Когда из Буа-Бурдона, управляющего королевы и одного из самых красивых и образованных мужчин своего времени, извлекли все возможные сведения, его зашили в кожаный мешок и, прикрепив сверху бумажку со словами «Пусть свершится королевское правосудие», бросили в реку.
Хотя погубить королеву коннетаблю не удалось, тем не менее он одержал победу над одним из самых непримиримых врагов своей партии. Но на этом ему пришлось остановиться: любые сведения о процессе, став достоянием людей случайных, могли оказаться чрезвычайно опасными.
Без всякой охоты Изабелла отбыла к месту своего изгнания; там к ней приставили трех караульных, несущих ответственность за ее поведение. Дофин Карл[18]
, как лицо заинтересованное в результатах дела, особенно той его части, где речь шла об изъятии сокровищ, не мог не пробудить у матери чувства ненависти и мести. Когда же несчастья, порожденные ссорой королевы и коннетабля, пошли чередой, все почувствовали неуместность совершенного коннетаблем поступка.Никто не спорит: преступления следует наказывать, особенно такие, в каких уличили Изабеллу, но случаются обстоятельства, когда наказание виновного превращается в спектакль, и тогда оно приносит гораздо больше вреда, чем своими поступками принес осужденный, — в таких случаях правосудию необходимо подчиняться осмотрительности.
Разумеется, Буа-Бурдон заслужил кару, Изабелла также заслужила наказание, но, если бы король и коннетабль больше прислушивались к голосу разума, нежели мести, разве стали бы они трубить о случившемся везде и всюду?
Легко было предположить, что соратник королевы, герцог Бургундский, рано или поздно станет мстить, и тогда факел гражданской войны запылает еще ярче. Так что же представляет меньшую опасность: пожар междоусобицы или покров тайны, окутывавший проступки королевы?
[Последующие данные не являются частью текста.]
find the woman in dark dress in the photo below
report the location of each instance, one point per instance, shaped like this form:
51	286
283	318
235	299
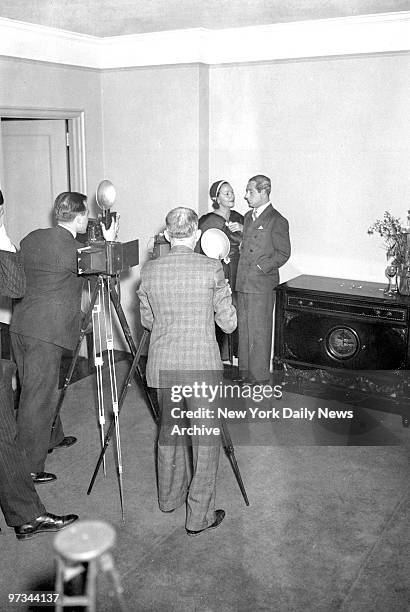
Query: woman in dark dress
231	223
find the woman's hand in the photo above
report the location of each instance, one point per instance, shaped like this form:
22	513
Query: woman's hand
110	234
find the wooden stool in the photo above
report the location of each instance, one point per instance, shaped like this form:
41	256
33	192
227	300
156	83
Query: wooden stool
83	547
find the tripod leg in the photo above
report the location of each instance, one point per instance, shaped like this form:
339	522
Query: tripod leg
229	449
84	326
120	403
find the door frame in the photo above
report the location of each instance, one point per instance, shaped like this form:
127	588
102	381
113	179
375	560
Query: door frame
75	118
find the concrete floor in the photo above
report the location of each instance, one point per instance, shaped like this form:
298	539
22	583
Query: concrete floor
327	527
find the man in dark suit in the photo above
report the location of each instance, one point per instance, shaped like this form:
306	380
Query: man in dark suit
21	506
182	295
265	248
46	321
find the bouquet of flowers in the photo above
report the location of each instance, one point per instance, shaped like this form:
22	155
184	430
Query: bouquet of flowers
395	236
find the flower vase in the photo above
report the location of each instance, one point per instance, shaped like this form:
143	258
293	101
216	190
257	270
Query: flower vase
403	279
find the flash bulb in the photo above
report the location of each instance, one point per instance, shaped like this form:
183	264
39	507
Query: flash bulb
105	195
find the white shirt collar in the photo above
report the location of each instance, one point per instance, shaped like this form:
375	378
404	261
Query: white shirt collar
5	242
260	209
69	229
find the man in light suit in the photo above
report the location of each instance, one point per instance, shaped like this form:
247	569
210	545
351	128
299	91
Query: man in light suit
182	295
46	321
21	506
265	248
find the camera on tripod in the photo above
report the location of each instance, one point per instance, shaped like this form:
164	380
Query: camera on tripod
100	256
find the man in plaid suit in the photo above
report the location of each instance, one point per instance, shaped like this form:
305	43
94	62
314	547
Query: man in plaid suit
182	295
21	506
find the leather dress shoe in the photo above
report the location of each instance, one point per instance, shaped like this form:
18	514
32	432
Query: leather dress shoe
220	515
43	477
43	524
65	443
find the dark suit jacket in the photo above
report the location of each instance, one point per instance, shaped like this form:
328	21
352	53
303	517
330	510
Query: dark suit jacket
12	279
51	307
182	295
266	244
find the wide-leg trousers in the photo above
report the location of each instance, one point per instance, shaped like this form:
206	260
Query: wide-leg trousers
187	465
255	314
38	366
18	498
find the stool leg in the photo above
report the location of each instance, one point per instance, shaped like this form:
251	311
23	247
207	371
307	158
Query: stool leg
107	565
59	585
91	587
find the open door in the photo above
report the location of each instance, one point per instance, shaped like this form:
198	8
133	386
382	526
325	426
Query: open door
35	171
42	153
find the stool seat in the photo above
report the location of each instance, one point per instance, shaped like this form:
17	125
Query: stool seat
84	541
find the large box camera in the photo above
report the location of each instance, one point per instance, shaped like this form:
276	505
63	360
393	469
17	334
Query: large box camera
107	257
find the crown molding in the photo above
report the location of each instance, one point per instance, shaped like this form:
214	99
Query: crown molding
382	33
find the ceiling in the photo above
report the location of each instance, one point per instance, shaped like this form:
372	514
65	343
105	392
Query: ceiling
118	17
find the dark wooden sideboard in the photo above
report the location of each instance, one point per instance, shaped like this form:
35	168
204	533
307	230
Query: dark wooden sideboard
345	340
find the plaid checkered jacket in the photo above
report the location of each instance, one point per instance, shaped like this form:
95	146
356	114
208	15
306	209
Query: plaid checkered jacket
182	295
12	278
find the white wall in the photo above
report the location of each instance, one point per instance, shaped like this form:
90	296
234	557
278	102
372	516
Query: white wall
155	151
40	85
334	136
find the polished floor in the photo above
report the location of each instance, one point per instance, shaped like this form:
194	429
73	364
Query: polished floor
327	527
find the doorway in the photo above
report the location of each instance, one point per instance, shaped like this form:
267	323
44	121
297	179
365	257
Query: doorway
42	153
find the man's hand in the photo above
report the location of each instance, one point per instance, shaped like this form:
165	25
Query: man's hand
110	234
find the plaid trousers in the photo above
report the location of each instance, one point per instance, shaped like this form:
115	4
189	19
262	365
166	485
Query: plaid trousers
187	465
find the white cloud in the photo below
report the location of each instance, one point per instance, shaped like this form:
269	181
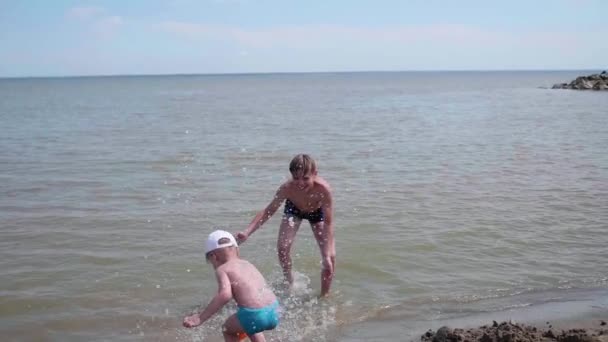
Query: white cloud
107	26
331	35
85	12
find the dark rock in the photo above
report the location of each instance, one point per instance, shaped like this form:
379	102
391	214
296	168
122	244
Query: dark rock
442	334
590	82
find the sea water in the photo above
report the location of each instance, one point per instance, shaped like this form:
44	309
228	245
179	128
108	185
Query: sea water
456	193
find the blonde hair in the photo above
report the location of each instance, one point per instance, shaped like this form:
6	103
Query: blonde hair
302	163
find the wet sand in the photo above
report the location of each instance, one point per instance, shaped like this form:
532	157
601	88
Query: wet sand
565	316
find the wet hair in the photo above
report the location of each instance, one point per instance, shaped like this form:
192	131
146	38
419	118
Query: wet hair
302	163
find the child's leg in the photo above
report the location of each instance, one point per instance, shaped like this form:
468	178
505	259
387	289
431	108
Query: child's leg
327	274
231	329
259	337
287	234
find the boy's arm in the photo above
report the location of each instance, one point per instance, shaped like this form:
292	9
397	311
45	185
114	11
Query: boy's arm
264	215
223	296
327	249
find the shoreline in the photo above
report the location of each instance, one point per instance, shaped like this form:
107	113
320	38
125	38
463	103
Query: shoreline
563	310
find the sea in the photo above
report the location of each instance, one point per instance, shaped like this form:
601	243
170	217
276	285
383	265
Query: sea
459	197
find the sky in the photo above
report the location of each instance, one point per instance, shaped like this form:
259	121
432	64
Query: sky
110	37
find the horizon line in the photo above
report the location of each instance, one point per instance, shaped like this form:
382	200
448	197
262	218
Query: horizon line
290	73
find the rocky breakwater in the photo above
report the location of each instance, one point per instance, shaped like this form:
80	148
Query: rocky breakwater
591	82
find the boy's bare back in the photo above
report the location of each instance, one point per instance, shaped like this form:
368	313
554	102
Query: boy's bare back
249	288
306	199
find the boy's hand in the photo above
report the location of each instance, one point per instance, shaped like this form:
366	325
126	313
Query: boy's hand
192	321
241	237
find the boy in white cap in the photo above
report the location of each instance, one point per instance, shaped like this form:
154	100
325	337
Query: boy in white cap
238	279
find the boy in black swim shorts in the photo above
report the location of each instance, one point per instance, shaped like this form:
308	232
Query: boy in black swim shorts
307	196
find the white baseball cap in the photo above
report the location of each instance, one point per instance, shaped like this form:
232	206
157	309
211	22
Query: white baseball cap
213	241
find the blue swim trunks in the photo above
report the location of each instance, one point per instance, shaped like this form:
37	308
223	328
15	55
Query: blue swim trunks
256	320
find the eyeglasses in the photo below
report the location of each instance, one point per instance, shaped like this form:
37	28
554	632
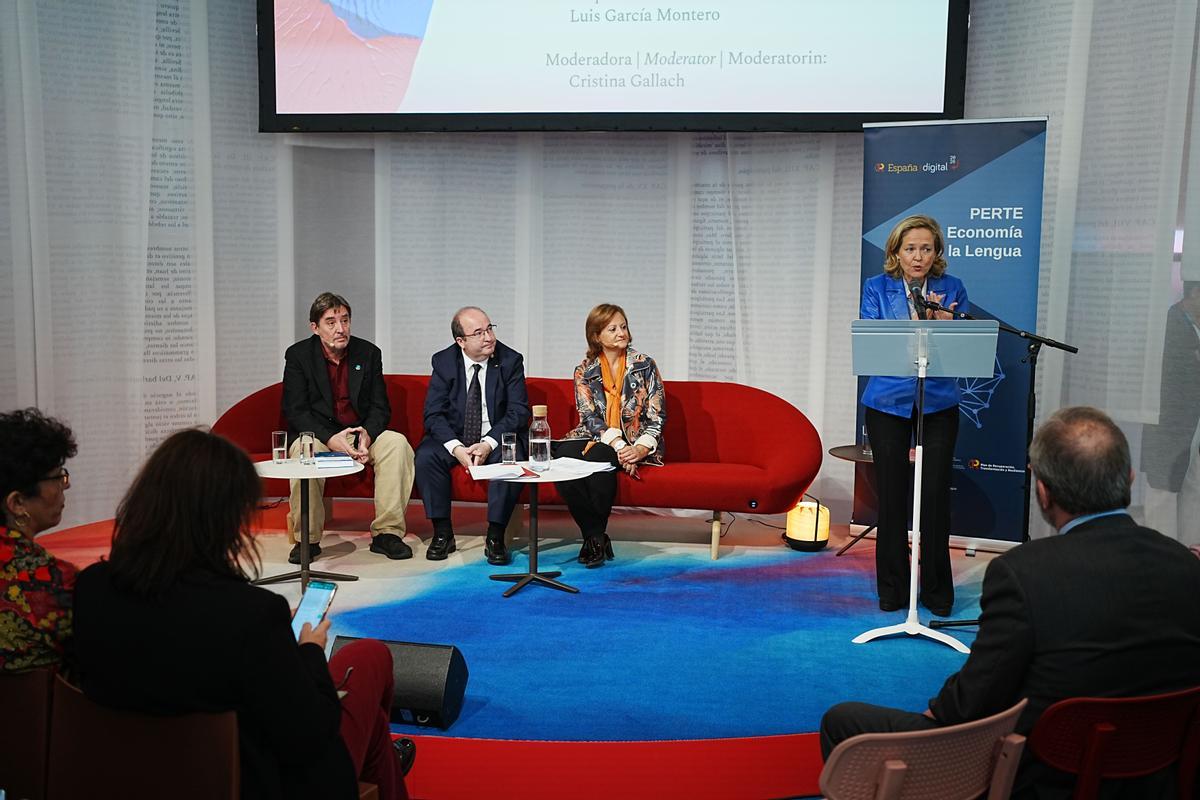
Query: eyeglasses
480	332
63	477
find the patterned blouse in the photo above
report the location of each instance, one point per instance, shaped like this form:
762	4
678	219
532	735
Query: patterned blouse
35	603
643	410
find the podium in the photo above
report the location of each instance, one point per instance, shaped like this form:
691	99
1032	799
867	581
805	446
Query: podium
909	348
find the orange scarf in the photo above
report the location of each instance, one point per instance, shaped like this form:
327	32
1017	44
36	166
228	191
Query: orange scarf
612	386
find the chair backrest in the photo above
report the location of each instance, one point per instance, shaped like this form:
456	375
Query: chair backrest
957	762
25	732
1099	738
100	752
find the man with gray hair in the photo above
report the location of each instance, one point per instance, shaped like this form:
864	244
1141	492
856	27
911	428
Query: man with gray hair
477	395
1107	608
334	386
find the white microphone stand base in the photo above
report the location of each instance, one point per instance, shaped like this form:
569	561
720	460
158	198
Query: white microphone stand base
911	626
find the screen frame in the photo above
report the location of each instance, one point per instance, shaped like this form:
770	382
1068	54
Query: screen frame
269	121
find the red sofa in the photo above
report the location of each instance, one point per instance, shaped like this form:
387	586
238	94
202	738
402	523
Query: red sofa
729	447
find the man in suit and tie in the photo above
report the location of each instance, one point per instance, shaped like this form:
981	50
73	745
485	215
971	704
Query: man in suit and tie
1107	608
333	386
477	394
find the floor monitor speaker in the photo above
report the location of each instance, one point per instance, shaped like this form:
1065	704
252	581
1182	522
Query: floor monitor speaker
431	681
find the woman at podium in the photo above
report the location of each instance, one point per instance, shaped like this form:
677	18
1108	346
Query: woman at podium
913	271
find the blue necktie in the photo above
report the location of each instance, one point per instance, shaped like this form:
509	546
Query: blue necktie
473	425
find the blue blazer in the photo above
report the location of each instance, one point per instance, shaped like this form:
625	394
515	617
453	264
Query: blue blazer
508	403
887	298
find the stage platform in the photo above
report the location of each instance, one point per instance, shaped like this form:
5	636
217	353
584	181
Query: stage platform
669	674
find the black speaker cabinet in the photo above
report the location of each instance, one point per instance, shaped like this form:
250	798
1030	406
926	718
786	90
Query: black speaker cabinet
431	681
Коннетабль, постоянно пребывавший в поисках денег и вечно изобретавший новые налоги, никому не сказал о конфискованных у Изабеллы ценностях и продал все, включая личные вещи королевы, мебель и драгоценности; карающая рука Провидения коснулась несчастной, и она оказалась на грани той самой нищеты, в которую она ввергла короля и собственных детей.
Отсутствие прозорливости вредило коннетаблю во всех его делах и нанесло ущерб его интересам; он дурно обходился со своими соратниками, душил народ налогами и делал все, чтобы воины, служившие под знаменами его партии, прониклись отвращением к службе. К числу этих воинов принадлежали Тремуй и Л’Иль-Адан, о чьем уходе коннетаблю вскоре пришлось горько пожалеть.
Покидая войско коннетабля, беглецы пополняли армию бургундцев: от арманьяков бежали, чтобы встать под знамена герцога, число сторонников которого росло с каждым днем; тем временем стены Парижа покрывались бранными надписями, адресованными противниками друг другу.
При поддержке союзников Генрих V высадился в Нормандии, там к нему немедленно присоединился герцог Бургундский. Подойдя к столице, Генрих заявил французскому королю свои права на его корону; англичанин считал, что имеет на нее гораздо больше прав, чем нынешний французский монарх. Карл, видя, как герцог Бургундский поддерживает это абсурдное требование, напомнил Иоанну, что, желая вступить в переговоры с королем, надо бы сложить оружие. В ответ герцог заявил королевским эмиссарам, что его оружие служит исключительно делу государя и, что бы ни говорили люди несведущие, он не позволит нанести ущерб интересам Франции. Как можно ответить на такую благопристойную ложь?
Продвигаясь в глубь французской территории, английский король становился все более дерзким; не прекращая требовать корону, он соглашался воздавать надлежащие почести Карлу, но не ранее, чем короля Англии станут именовать также и королем Франции; впрочем, пока жив Карл, он согласен называться регентом; скрепить сей договор предстояло Екатерине, шестой дочери Изабеллы.
Пока обдумывали предложения Генриха, войско герцога Бургундского пополнялось; оба повелителя приготовились вступить в бой за собственные интересы.
Когда герцог Бургундский подошел к Санлису, Л’Иль-Адан, командовавший тамошним гарнизоном, сдал город и перешел на сторону герцога, дабы не иметь более дел с коннетаблем, к коему он испытывал подлинное отвращение. Мы упоминаем об этом обстоятельстве, так как Л’Иль-Адан играет в нашем повествовании важную роль.
Вскоре войско герцога появилось под стенами Парижа. Того, кто захочет узнать гордый и решительный ответ дофина, которого Провидение избрало своим орудием для восстановления французской монархии, отсылаем к истории.
С каждым днем герцог захватывал все новые и новые селения и вскоре подошел к городу, где томилась в бездействии верная союзница и соучастница всех его преступлений.